Sinon, il y a aussi que nous les artistes avons la chance que nos voix soient écoutées, parfois bien plus que celles des politiques. Modestement, je pense être l’une des voix les plus écoutées sur le continent. C’était donc super important que je me mette au service de cette cause parce que sensibiliser les autres, c’était et c’est toujours me protéger moi-même. Parce que si les autres sont contaminés, je risque de me contaminer. En plus des gestes barrières, il me fallait mettre ma voix au service de cette cause. Dès l’annonce des premiers cas sur le continent africain, j’ai commencé à penser à faire une chanson. Le refrain est venu, puis les couplets aussi. Alors, je suis allé en studio pour enregistrer.
Quoi qu’il en soit, je veux continuer à faire de la musique, continuer à enregistrer des albums, sortir des chansons et, à travers mon art, éveiller les consciences. Je ne peux aider l’Afrique qu’à travers mes chansons. Je veux galvaniser la jeunesse africaine pour changer les choses, ensemble. Cela nous permettra de nous prendre en charge, car personne ne viendra changer ce continent à notre place.
Que diriez-vous par rapport à l’Afrique d’après-Covid-19 ?
Je pense à la jeunesse africaine. Il faut qu’on arrête de se battre entre nous à cause des politiques. Tout un chacun de nous a des opinions, ce qui est son droit le plus strict, mais il faut privilégier l’unité contre les dirigeants pour les obliger à faire les choses comme il faut. Tout le monde sait que ce continent est très riche avec des habitants pauvres. Il y a les matières premières et l’argent circule. Nous devons tout simplement nous mettre en situation d’obliger nos dirigeants à créer des emplois et à tenir leurs promesses.

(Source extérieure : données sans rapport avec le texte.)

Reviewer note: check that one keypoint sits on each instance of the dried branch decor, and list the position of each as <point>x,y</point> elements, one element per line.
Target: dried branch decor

Une autre idée, c’est qu’il ne faut pas toujours s’attendre à travailler dans des bureaux. Beaucoup d’Africains veulent travailler dans des bureaux, porter des cravates ou être dans l’administration publique. Il est temps de prendre d’autres voies car, dans beaucoup de pays, tous les jeunes ne travaillent pas dans l’administration.
Autre point important : on ne doit pas trop s’appuyer sur Dieu, pour tout et tout le temps. Les Africains ont tendance à dire « Je compte sur Dieu, ça va aller, ça va aller. » Je réponds que Dieu est très occupé. Il doit s’occuper des Asiatiques, des Américains, des Européens, etc. Alors, si les Africains sont là à seulement se dire » Ça va aller, Dieu est grand, Dieu est grand… », rien ne va changer. Il faut rester croyant mais il faut alléger la responsabilité de Dieu. Pour cela, il faut être unis face aux hommes politiques et les sanctionner quand ils ne font pas ce qu’il faut. Et à force de changer, de nombreux pays africains finiront par trouver le bon dirigeant.